The World Food Prize, hailed by some as the Nobel Prize of agriculture, was presented at the 2017 Borlaug Dialogue International Symposium in Des Moines, Iowa, in October. The prize, founded by 1970 Nobel Peace Prize winner Norman Borlaug, an Iowa seed breeder who revolutionized agriculture in India, Pakistan and Mexico during the Green Revolution, hopes to encourage those fighting hunger.
This year, Akinwumi Adesina, president of the African Development Bank, was honored as the World Food Prize laureate. As Nigeria’s Minister of Agriculture and Rural Development from 2011 to 2015, he implemented an e-voucher system that sent vouchers for seed and fertilizer to farmer’s mobile phones, eliminating corrupt fertilizer distribution. He organized the 2006 African Fertilizer Summit, one of the largest gatherings of African heads-of-state to specifically discuss agriculture, and was a key player in the early years of the Alliance for a Green Revolution in Africa.

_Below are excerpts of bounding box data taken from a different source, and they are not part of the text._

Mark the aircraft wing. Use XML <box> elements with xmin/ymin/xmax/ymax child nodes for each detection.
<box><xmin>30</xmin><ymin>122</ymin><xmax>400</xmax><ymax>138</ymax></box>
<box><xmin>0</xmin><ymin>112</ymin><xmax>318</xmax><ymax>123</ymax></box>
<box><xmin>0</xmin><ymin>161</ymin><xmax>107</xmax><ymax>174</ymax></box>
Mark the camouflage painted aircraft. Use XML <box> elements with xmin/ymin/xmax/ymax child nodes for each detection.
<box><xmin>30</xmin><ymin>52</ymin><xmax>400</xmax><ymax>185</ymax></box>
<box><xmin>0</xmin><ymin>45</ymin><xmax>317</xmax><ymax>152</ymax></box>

Adesina donated his $250,000 cash prize to African youth programs in agriculture. He sought to end stunting in children due to malnutrition and encourages young people into agricultural entrepreneurship.
This year’s Borlaug Dialogue International Symposium, attended by more than 4,000 people, focused on “The Road Out Of Poverty,” to improve the livelihoods of smallholder farmers in Africa. Africa’s rural farmers are mostly women and subsistence-farming on fewer than four acres. Simple technology and practices are helping bring agricultural Extension education to these areas. For example, planting information is delivered through mobile phones and planting strings mark how far apart to plant and fertilize seed.
Many agricultural development organizations, such as the United Nation’s Food and Agriculture Organization, the African Development Bank and the Alliance for a Green Revolution in Africa, are working to connect rural areas to cities. More industrialized growing knowledge and better access to inputs would improve farm productivity and fulfill the growing demand for food in Africa’s cities. Stronger infrastructure and more trade policies opening borders for private industry could allow farmers to process and transport food to market.
In developed countries, discussion themes included innovation, consolidation and more sustainable practices. New gene-editing techniques allow researchers to develop crops more quickly, more easily and with more flexibility to alter the crop. The regulatory framework of this technology is still being formed, but research has already started in several crops including corn, wheat, rice, soybeans, potatoes, sorghum, oranges and tomatoes. Several agribusiness companies, including Bayer and DuPont Pioneer, discussed the industry’s consolidation and framed their mergers as an opportunity for more innovation.
As for sustainability, executives from Kellogg, Cargill and Elanco discussed how their companies plan to reach and create a more reliable, sustainable system for African smallholder farms. For Elanco, this includes better storage systems to reduce grain loss to spoilage and disease, and more infrastructure to open up a meat and dairy industry in Africa. Kellogg is also focusing on reducing carbon emissions.